Apparently a ‘white knight’ has stepped in and rescued the company! This is certainly welcome news. No word on who stepped up to the plate, but I wish them well.

See TrackingAngle.com to read about ARC survival in the form of a new Audio Research Corporation.

While I have asoft spot for ARC having owned some of their monoblocks, preamps, and a balanced line driver, the fact is these components when they go wrong can be very expensive to fix, and outside of the factory itself, its not easy to find qualified techs to fix these components.
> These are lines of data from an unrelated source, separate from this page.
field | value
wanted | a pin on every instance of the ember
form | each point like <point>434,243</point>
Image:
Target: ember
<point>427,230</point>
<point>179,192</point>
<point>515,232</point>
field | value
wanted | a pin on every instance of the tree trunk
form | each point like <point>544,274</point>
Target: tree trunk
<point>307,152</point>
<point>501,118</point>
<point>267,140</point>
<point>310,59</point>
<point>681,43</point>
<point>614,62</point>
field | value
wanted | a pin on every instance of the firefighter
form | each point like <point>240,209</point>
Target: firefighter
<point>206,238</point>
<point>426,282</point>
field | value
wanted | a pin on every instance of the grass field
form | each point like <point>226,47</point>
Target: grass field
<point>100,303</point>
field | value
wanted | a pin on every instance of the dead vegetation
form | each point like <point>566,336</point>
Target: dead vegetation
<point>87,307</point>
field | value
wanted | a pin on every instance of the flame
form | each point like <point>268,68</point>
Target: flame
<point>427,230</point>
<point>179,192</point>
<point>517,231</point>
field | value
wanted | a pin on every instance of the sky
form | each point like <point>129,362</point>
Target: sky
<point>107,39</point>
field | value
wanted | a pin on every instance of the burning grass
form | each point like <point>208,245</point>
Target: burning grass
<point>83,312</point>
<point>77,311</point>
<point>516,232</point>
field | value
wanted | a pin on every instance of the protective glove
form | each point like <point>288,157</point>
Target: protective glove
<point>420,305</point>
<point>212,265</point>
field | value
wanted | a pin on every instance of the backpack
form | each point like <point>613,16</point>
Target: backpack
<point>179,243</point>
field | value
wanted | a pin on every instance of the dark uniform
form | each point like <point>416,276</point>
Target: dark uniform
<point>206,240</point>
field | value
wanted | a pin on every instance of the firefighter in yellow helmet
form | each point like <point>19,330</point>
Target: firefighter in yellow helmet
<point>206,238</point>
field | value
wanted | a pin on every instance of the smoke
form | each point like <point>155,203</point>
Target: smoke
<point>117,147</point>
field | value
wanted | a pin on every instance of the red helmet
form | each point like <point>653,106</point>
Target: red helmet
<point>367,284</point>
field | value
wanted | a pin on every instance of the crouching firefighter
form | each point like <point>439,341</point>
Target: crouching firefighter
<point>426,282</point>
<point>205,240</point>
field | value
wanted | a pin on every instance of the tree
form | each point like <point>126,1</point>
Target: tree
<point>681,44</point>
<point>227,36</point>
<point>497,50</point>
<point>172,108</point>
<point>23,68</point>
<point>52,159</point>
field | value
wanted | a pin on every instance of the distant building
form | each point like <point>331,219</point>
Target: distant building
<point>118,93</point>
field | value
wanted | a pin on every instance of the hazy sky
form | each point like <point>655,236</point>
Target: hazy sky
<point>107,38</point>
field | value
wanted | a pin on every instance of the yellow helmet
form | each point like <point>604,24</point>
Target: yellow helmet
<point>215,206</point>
Imagineif the factory no longer is there to support the product….

While some (many? most?) ARC owners never have a problem with any of their products, their designs are well known to have a couple of design weaknesses, at least in terms of product reliability:

1- ARC doesn’t fuse the output tubes in their power amps (they maintain fuses degrade sound quality), instead using sacrificial resistors and related electronic components to protect the rest of the amplifier when a tube implodes. When that happens, the owner has to not only replace the tube, but repair the amp. That cost can add up. They also install those tubes into tube sockets mounted on circuit boards rather than the amp’s metal chassis. Brooks Berdan always had a lot of traded-in ARC power amps in his used racks, all with scorched circuit boards. Those trade-ins were replaced with products from the amplifier companies Brooks chose to sell: VTL, Jadis, and Music Reference. Brooks himself also owned an Atma-Sphere amp or two.

2- ARC uses electronic parts under-rated for the voltages they see. When I turned on my new SP-3, the incoming voltage rush immediately blew the first resistor in the circuit. Roger Modjeski repaired a lot of ARC pieces when he started in the electronic repair field while still in high school (Bill Johnson owned and operated a repair shop before starting his first company---Electronic Industries, which he first sold then bought back from Peploe), so when he started designing and building his Music Reference electronics he intentionally used parts rated at ten times the voltages the parts would ever see. Because of that practice---as well as the inherent stability of Roger’s circuits---MR products are renown for their unusually high reliability. Do they sound as good as those of ARC? That’s up to you to decide.

The Music Reference RM-200 power amp has been Michael Fremer’s reference "budget" priced (of course Mike’s definition of "budget" differs from many of ours ;-) tube amp for a quarter century. In that time frame, how many ARC New! Improved! designs have ARC aficionados seen come and go? In that quarter century the RM-200 underwent only one design change---to Mk.2 status. No constant product introduction/SE revision/model replacement merry-go-round for Music Reference. Just buy them (I just last night snapped up an RM-5 Mk.IV pre-amp. Okay, IT was revised a number of times ;-), install them in your system, sit back and listen to the music, and be happy.

Ralph Karsten at Atma-Sphere, rather than constantly replacing models with new ones every coupla years, keeps his designs available for a looonnng time, offering updates---instead of new models---every few years. His MP-1 and MP-3 pre-amps have been in production for over 30 years! In those 30 years, how many ARC pre-amps have been introduced, improved, then discontinued and replaced? Karsten incrementally improves each model---offering updates at moderate cost, resulting in greater long-term value for the owners of his gear. That’s the approach I prefer. And you?